Aceh voters head to polls

Election key to cementing peace deal ending almost three decades of conflict.

Banda Aceh ballot
Indicative results will be out on Monday but the official tally will only be declared in January

Polling booths will be open for eight hours and many voters will be looking to the victor to deliver a better future for a province left scarred by years of war and natural disaster.

Yakinah, a 40-year-old housewife, joined dozens of other voters at a polling station in the provincial capital, Banda Aceh.
 

“This is a dream come true”

Usman Darusalam,
local election organiser

“I’m excited to take part in the election because I am able to vote for a better leader to make Aceh more prosperous.

 
“I want a good and clean leader who not only thinks of himself,” she said.
 
The vote comes almost two years after the Asian tsunami which killed an estimated 167,000 people in Aceh alone.

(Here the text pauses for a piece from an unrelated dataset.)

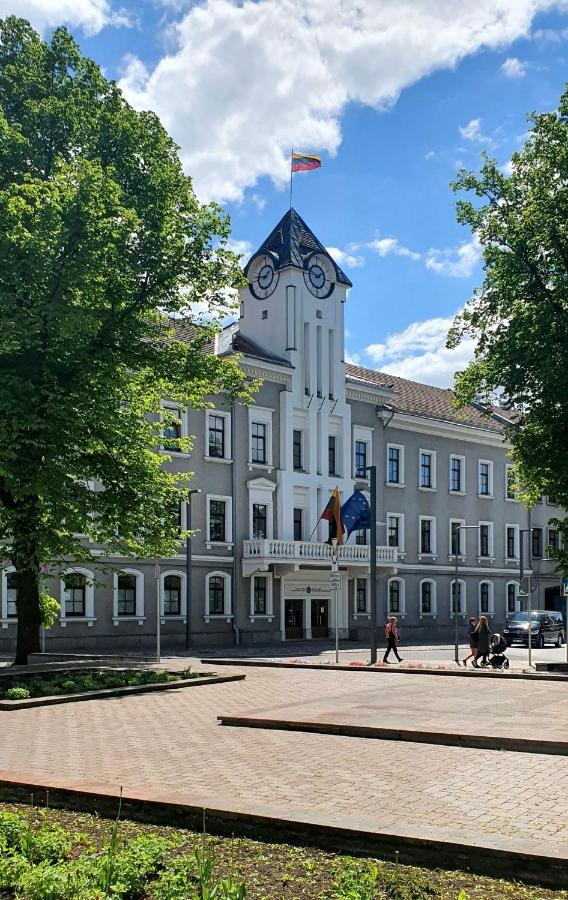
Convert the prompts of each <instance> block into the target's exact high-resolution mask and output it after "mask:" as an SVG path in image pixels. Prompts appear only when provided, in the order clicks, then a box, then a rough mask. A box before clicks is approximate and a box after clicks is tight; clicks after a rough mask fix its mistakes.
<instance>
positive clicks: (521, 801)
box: [0, 660, 568, 856]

The huge loss of life proved the eventual spur to bringing an end to the province’s brutal 29-year civil war.

Peace

In a Finnish-brokered peace deal signed on August 15, 2005, both the rebels and the Indonesian government made major concessions.

The separatist Free Aceh Movement (GAM) gave up its long-standing demand for complete independence and agreed to disarm itself.

Meanwhile the government removed half of the 50,000 troops stationed in Aceh and promised the region control of 70 per cent of it mineral wealth.

More than 2.6 million voters are eligible vote in Monday’s election, which will decide the province’s governor and deputy as well as 19 mayors and regents.

“This is a dream come true,” Usman Darusalam, a local election organiser told Reuters before voting began.

“We never thought it would reach this stage considering how often gunfights occurred.”

Security

Challenges ahead

Post-tsunami rehousing: Some 25,000 families homeless

Disputes about dividing government funds for reintegration of former rebels

Tackling unemployment among demobilised rebels

Overseeing Islamic sharia courts and authority of religious police

Campaigning in the run-up to the vote has been largely peaceful, but a force of 13,000 police has been deployed to monitor voting at more than 8,400 polling stations.

Mustafa Abubakar, the province’s caretaker governor, urged residents to exercise their democratic rights.

“I hope people really use this chance and go to the polling stations in droves,” he told reporters on Sunday. “Don’t be afraid anymore to come out.”

Eight candidates are competing for the top job of provincial governor in what is expected to be a tight race.

To win outright in the first round a candidate has to grab at least 25 per cent of the vote.

A “quick count” of votes from selected polling stations should allow accurate results to be known later on Monday, but official results will not be declared until January 2, with a run-off – if needed – between the top two candidates held within 60 days of the announcement.